Regardless of structure, all lenders expect the applicable companies to have solid corporate records and financial data. For each entity, in addition to the governing documents required to be filed under law (e.g., articles of incorporation, certificate of formation), there should be formally adopted bylaws (in the case of a corporation), fully executed operating agreements or limited liability company agreements (in the case of a limited liability company), and fully executed partnership agreements (in the case of a partnership).

Failing to pay attention to proper corporate documentation and observing corporate formalities (e.g., proper authorization of transactions, appointment of officers and directors, and proper execution of instruments) will, at a minimum, cause lenders to have concerns about the way the organization is run and may, in some instances, result in them requiring that the company “rehabilitate” its files to correct such deficiencies prior to closing the loan.

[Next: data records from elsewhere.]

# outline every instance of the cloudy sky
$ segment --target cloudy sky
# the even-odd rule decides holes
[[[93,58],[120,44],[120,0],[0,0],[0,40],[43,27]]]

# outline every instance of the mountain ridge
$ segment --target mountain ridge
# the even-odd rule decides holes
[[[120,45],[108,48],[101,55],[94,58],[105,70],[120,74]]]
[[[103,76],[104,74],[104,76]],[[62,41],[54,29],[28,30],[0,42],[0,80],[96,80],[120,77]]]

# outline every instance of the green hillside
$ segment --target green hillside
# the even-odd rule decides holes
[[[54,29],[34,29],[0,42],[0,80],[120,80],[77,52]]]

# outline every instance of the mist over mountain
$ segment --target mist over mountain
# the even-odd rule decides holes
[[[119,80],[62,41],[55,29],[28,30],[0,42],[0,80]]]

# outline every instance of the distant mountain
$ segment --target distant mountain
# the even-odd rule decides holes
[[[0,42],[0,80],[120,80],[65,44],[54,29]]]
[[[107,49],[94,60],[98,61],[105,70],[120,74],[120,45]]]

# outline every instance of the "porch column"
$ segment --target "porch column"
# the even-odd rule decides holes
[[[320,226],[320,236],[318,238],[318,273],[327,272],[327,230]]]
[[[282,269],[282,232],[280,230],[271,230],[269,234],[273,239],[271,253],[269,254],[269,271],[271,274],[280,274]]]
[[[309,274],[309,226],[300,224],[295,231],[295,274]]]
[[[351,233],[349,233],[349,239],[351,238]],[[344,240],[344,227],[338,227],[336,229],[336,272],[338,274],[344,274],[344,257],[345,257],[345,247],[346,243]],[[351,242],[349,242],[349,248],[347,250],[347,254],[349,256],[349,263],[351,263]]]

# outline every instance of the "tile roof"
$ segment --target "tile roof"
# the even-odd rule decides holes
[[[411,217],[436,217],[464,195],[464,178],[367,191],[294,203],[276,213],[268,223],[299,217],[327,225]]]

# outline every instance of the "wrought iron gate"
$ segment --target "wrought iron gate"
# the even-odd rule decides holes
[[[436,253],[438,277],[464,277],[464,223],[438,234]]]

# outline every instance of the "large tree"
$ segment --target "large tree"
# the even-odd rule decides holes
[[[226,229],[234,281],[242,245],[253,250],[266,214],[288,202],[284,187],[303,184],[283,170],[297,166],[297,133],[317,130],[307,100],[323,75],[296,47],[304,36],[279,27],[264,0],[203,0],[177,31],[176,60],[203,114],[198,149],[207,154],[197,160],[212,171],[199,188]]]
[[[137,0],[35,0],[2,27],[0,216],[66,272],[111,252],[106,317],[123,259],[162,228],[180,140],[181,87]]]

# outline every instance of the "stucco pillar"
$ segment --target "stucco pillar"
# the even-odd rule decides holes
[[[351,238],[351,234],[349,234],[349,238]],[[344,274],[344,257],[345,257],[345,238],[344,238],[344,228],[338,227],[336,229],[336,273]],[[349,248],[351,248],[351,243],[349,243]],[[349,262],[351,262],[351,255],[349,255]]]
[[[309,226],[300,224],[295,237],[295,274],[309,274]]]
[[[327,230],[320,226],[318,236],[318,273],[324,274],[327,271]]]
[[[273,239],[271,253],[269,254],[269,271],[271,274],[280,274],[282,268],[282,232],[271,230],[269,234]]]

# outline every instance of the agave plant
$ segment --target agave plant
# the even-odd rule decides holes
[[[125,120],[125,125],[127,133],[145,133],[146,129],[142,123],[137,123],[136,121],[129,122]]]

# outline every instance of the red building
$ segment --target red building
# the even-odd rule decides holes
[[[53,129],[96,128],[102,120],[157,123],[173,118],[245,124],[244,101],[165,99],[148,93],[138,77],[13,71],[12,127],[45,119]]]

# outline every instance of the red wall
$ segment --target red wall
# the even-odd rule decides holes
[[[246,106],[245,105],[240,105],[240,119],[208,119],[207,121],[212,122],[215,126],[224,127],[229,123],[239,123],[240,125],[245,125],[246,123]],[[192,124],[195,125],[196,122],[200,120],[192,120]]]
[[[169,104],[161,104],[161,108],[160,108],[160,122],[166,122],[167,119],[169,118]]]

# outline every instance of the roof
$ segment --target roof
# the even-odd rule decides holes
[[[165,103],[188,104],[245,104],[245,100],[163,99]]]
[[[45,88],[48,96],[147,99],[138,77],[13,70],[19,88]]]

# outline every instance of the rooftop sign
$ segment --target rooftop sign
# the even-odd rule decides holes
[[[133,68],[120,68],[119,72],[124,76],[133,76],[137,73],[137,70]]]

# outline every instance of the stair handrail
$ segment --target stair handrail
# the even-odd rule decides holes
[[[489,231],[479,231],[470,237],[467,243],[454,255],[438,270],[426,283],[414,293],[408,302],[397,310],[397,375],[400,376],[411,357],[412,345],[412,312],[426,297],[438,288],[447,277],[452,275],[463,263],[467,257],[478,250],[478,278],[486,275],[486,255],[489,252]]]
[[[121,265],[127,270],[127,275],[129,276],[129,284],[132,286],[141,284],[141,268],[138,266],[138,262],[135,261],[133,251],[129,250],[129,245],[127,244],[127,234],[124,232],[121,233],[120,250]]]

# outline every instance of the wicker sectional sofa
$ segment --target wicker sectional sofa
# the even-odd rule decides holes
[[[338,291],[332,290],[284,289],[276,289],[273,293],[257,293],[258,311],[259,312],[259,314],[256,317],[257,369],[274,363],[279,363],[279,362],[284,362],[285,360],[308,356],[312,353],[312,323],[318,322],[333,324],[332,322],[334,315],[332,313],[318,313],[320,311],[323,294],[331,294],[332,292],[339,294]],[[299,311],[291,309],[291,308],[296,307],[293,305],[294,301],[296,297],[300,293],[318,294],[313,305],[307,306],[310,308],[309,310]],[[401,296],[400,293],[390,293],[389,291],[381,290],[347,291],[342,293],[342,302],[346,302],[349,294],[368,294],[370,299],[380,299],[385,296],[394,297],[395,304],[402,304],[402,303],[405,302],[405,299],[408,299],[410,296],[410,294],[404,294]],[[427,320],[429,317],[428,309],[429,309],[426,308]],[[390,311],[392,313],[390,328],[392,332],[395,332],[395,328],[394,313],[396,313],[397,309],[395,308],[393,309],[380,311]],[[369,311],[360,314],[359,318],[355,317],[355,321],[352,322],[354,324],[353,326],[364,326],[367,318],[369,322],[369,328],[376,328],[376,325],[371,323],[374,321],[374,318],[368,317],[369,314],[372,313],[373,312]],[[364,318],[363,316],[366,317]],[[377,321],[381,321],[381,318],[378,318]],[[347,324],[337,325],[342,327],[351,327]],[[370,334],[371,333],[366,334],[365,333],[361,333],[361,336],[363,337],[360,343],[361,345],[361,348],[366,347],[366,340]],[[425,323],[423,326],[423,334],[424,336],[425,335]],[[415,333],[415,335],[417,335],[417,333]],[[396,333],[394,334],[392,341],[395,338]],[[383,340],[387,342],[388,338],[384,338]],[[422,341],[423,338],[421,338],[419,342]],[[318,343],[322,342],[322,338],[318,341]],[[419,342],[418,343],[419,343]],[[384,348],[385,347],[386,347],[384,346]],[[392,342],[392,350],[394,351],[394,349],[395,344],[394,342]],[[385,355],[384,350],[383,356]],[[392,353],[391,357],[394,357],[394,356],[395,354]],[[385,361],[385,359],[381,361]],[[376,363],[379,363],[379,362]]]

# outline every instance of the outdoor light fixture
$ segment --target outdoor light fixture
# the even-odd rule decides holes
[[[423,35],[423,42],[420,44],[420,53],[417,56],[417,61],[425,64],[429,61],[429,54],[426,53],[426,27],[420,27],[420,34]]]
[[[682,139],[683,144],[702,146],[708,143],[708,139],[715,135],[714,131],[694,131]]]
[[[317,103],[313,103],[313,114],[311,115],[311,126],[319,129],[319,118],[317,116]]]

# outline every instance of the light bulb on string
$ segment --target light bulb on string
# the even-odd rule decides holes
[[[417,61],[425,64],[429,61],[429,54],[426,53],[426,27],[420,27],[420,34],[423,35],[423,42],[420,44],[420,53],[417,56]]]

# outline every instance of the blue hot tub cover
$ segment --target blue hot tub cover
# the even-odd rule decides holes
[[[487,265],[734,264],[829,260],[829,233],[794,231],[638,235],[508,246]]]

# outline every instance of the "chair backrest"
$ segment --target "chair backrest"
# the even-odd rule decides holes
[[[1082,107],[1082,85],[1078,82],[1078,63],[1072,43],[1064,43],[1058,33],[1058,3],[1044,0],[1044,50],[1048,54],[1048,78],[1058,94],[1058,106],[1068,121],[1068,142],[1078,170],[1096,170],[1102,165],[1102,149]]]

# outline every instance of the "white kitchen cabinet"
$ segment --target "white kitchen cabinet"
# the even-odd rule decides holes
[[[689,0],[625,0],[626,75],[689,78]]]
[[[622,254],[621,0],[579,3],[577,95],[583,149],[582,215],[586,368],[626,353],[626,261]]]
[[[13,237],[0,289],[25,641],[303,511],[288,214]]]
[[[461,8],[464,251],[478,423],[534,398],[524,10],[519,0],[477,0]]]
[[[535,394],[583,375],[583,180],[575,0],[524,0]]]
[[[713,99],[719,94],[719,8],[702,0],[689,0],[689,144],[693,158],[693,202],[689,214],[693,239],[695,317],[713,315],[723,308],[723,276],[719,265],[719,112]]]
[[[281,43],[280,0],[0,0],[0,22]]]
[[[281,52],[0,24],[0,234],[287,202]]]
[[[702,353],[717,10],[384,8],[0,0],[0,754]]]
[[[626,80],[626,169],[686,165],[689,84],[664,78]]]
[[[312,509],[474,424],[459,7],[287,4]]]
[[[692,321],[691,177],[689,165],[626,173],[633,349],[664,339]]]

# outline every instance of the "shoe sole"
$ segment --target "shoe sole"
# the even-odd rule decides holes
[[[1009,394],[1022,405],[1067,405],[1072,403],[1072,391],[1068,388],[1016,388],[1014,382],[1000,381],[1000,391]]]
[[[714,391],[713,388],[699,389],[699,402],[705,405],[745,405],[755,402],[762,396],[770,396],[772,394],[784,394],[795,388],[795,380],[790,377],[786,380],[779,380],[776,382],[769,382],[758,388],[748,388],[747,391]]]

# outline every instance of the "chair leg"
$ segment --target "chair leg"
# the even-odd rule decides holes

Employing good corporate counsel on the front end for basic structuring advice and entity formation is usually relatively inexpensive and can pay off significantly later.

Similarly, having good financial reporting data (including financial statements audited by a reputable third party accounting firm) is critical. Lenders will use financial statements to build compliance models and run sensitivity case analysis in connection with the proposed loan. It is imperative that they have confidence that the underlying data is accurate and complete. Again, spending money on a high quality chief financial officer, financial advisory firm, public accounting firm or other accounting professional is a good investment.

Management

Notwithstanding the importance of having solid assets, a well-planned corporate organization and efficient record keeping, perhaps the most important ingredient to any successful lending proposal is having a reliable management team in place. The closing of a loan transaction begins a new relationship between borrower and lender, and with that comes an expectation that company management will comply with a multitude of new covenants and restrictions.

Companies should have the necessary expertise (either on staff or at their disposal) to handle not only the geologic and engineering aspects of the business, but also financial, legal, title and environmental matters. A deficiency in any of these areas may cause the lender to question whether the company is properly staffed to identify and avoid problems in the future that could negatively impact either future cash flows or the value of the assets of the company.

Additionally, while it may seem obvious, it bears mentioning that lenders expect management to be honest and forthright with any and all issues, both negative and positive, that may potentially affect their lending decision. The loan relationship is built on the presumption that the information provided by the borrower to induce the lender to extend credit is accurate, reliable and complete. If management fails to be upfront about issues or problems, it can damage the relationship later and affect how the loan is handled going forward.

With the easing of the debt markets and the influx of new players into the world of producer finance, a great deal of debt capital is currently waiting to be deployed with producers that can demonstrate viability with their assets, corporate governance and management. Those companies that take the time to get organized, present their data clearly and completely, and offer a reliable, forthright management team will improve their chances of successfully closing a loan transaction that is acceptable to them. By planning and organizing title information, corporate structure and financial records, a company will more effectively and more efficiently attract lenders. Moreover, by hiring reputable management, a company will instill confidence in their ability to comply with loan terms and to maintain the loan relationship for years to come. Taking time to address all of these factors will help companies put their best foot forward.